Just press a few buttons on the computer, and — presto! — ATF agents should be able to efficiently track all guns and their owners’ purchase histories, right?
For more than 22 years, the National Rife Association (NRA), the country’s most powerful gun lobby, has successfully lobbied Congress for “a prohibition, beginning in 1978, and in every appropriations bill since then, that restricts the ATF from creating a computerized registry of any sort or shape of gun ownership.”
Since 1989, only two groups have spent more to help fund political campaigns than the NRA, according to the Washington Post. Over the last two decades, the group spent $22 million on lobbying and $75 million to help fund political campaigns.
Lougher’s shooting of a sitting U.S. Representative, his slaying of six victims, and injury of 14 should make people of every political persuasion think whether the ATF and other law enforcement officials can easily track a gun’s history of ownership, the number and type of weapons that a person legally owns, and an owner’s frequency and type of purchases.
Apparently, that’s not the case. “Essentially,” according to Washington Post investigative reporter James Grimaldi, “the ATF cannot have a computerized database of people who own guns in the United States.”

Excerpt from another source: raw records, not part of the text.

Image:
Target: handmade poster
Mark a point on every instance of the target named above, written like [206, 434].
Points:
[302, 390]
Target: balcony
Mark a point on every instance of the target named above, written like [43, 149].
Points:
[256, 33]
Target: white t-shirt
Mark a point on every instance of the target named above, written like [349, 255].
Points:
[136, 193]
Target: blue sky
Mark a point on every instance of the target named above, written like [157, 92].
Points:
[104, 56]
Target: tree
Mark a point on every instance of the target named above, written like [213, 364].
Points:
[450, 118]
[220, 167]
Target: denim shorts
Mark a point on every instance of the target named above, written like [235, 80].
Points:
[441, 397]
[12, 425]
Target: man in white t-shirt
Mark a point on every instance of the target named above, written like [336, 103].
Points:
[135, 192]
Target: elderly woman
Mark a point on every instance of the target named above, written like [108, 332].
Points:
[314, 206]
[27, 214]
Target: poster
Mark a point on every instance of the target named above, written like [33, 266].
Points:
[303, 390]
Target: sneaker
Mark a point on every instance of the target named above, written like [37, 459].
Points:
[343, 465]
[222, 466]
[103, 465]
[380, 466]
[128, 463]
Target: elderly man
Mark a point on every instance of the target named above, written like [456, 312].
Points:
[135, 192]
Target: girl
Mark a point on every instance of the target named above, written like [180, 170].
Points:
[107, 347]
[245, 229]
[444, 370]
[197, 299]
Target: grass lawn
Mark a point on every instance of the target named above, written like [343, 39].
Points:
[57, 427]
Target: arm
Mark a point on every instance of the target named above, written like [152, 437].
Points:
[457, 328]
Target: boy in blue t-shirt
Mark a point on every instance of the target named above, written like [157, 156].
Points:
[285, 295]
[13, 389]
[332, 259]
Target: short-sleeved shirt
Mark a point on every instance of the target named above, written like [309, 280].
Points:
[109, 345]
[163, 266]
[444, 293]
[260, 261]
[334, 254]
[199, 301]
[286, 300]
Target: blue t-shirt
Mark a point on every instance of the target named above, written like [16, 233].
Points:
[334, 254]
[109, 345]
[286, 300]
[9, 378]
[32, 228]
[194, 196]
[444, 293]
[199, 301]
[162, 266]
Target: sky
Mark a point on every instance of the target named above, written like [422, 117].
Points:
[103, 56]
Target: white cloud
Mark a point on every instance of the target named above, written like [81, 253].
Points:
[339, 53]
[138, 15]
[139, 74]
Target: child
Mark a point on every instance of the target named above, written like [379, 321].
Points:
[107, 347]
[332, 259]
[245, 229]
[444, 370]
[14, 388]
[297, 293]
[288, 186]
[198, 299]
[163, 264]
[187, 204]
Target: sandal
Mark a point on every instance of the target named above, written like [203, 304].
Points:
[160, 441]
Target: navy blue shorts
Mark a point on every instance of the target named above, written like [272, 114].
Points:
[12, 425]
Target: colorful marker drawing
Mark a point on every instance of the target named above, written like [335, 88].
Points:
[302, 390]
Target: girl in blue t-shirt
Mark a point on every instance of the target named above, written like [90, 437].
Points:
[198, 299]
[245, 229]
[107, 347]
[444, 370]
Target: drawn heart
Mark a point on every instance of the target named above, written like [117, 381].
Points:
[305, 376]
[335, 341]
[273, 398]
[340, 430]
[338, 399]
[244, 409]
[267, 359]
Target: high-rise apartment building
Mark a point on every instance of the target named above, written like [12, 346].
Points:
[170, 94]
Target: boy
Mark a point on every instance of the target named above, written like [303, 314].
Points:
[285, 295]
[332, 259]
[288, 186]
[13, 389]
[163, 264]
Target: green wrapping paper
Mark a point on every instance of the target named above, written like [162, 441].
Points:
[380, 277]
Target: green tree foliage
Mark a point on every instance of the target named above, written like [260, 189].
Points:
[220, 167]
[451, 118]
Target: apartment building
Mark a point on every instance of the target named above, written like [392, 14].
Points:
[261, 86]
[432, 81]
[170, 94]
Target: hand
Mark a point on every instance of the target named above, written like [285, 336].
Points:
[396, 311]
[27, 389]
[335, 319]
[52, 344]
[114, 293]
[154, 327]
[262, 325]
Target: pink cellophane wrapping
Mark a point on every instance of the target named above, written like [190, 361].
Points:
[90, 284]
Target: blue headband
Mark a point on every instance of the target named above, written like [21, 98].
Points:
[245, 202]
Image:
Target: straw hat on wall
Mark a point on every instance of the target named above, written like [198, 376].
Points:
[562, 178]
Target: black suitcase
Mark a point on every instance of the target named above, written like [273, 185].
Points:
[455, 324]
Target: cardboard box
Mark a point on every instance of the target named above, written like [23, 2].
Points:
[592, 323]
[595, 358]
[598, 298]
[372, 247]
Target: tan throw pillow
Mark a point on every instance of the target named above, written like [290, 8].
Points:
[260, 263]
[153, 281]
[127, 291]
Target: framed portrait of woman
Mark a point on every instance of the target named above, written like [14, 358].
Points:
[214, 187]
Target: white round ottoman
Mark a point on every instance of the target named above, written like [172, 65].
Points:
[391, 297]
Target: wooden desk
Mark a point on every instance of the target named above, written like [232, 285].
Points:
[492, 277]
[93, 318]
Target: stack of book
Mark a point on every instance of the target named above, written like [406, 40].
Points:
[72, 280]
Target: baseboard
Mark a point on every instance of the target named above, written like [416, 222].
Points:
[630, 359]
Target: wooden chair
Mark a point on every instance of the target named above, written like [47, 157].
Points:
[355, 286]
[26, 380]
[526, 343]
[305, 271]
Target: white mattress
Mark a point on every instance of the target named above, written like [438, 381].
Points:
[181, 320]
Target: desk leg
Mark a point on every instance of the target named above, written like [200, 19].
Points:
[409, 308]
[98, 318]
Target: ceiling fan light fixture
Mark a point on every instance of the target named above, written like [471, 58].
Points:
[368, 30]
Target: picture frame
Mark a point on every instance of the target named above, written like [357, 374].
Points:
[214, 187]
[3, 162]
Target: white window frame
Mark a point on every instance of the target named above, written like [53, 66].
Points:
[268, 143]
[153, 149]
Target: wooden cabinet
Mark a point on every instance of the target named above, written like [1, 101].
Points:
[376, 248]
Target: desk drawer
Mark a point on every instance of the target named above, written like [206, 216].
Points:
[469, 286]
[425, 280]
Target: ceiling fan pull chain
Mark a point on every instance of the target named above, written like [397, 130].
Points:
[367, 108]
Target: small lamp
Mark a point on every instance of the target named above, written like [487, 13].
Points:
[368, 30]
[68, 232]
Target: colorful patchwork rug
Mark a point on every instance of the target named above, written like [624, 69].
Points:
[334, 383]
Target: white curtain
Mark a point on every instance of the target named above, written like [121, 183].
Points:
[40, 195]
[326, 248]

The ATF’s National Tracing Center (NTC) says that it “is the country’s only crime gun tracing facility.” Based in Martinsburg, W.Va., the NTC would seem to be little more than a bureaucratic, paper-pushing storage facility. Unfortunately, it appears that the NRA and its friends have successfully kept the gun tracking unit in the Dark Ages, preventing the ATF unit from keeping a comprehensive computer database of guns and their owners’ purchase histories.